1. Introduction
The housing market is critical to the U.S. economic system. It influences economic stability and reflects economic growth and individuals' well-being. Changes in housing prices can directly reflect and affect economic shifts and personal well-being. Understanding how housing prices change can be valuable for making investment decisions and gaining insights into broader economic and social trends. Therefore, accurate predictions of future housing prices are highly desirable.

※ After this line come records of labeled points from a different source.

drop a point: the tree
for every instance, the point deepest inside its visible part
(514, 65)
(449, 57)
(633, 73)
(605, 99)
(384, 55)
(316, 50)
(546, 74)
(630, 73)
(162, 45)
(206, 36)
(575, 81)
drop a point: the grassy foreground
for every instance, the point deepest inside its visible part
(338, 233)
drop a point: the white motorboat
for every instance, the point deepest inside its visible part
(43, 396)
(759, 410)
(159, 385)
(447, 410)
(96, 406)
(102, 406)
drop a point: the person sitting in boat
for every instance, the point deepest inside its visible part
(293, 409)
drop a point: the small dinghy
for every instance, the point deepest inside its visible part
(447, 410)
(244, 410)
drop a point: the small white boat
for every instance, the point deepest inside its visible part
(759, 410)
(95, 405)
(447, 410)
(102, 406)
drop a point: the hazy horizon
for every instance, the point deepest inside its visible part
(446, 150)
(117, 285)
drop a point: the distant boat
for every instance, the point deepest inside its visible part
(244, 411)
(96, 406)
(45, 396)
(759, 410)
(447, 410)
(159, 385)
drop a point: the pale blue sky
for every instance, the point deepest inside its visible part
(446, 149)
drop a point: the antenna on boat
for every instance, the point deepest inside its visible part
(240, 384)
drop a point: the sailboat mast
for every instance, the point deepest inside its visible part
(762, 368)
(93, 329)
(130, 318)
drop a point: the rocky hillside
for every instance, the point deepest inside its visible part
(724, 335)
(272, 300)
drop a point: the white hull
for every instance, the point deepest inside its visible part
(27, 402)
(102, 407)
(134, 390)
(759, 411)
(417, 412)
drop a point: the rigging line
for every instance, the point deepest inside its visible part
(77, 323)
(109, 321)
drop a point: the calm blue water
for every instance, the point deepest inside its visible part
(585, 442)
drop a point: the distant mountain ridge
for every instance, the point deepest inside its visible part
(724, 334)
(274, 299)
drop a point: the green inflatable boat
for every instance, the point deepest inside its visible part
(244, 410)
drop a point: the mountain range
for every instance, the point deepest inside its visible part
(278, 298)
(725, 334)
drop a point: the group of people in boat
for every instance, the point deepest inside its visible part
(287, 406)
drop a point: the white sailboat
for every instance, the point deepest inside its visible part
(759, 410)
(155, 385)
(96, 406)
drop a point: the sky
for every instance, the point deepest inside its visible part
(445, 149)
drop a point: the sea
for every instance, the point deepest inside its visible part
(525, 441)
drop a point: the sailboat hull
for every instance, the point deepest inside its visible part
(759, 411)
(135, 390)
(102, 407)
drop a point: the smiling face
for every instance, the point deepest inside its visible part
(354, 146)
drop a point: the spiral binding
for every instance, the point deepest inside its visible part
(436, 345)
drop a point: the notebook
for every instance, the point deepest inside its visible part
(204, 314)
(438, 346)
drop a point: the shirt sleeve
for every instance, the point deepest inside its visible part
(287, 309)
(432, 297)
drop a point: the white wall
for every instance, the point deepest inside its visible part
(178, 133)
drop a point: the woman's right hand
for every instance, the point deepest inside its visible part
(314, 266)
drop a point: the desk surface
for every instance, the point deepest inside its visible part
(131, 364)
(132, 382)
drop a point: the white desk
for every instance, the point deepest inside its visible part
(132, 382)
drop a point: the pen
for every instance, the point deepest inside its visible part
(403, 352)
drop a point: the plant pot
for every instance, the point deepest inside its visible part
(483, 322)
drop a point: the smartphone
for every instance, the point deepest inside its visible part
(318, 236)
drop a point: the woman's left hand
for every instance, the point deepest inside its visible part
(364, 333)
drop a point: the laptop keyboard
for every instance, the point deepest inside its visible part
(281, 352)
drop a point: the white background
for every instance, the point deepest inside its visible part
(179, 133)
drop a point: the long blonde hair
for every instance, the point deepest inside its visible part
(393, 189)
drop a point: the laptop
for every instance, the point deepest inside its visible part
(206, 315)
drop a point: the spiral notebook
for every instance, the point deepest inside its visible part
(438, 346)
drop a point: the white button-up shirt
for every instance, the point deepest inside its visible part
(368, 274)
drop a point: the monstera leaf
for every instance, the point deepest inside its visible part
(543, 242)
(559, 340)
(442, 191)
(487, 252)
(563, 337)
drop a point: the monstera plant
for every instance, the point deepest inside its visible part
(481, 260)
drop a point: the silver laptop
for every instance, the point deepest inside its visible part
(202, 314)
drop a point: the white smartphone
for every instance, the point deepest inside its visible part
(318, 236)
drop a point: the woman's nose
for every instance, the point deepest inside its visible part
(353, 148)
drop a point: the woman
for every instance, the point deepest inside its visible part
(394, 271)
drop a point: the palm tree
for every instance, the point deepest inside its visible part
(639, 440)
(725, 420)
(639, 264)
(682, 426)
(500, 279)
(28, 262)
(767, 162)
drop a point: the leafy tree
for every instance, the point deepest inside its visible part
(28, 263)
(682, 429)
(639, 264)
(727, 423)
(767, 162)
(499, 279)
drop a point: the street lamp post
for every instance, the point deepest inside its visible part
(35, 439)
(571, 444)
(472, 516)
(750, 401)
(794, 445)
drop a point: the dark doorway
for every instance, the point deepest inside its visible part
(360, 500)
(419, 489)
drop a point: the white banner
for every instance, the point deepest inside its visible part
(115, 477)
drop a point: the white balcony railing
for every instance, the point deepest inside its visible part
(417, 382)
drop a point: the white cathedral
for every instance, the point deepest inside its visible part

In recent years, an increasing Texas Housing market has drawn much attention from investors and researchers. Mikulic pointed out in his study that increasing immigration and tourism have caused the housing market to grow in Texas, even during the Pandemic period [1]. Some other factors, such as labor, the stock, and the mortgage market, have shown influence over the housing market through Antonakakis’ research [2]. Specifically, Hattapoglu and Hoxha pointed out that the tremendous economic growth of Texas in the past decade caused Texas housing prices to be in a growing trend [3]. In addition, Jiao and his team have provided evidence that the relocation of Tesla’s Gigafactory back in 2020 also had a positive effect on Austin’s housing market [4]. With those influential factors and sudden changes in Texas in the past few years make it a great example for analyzing how different they correlate with each other and how they affect housing prices.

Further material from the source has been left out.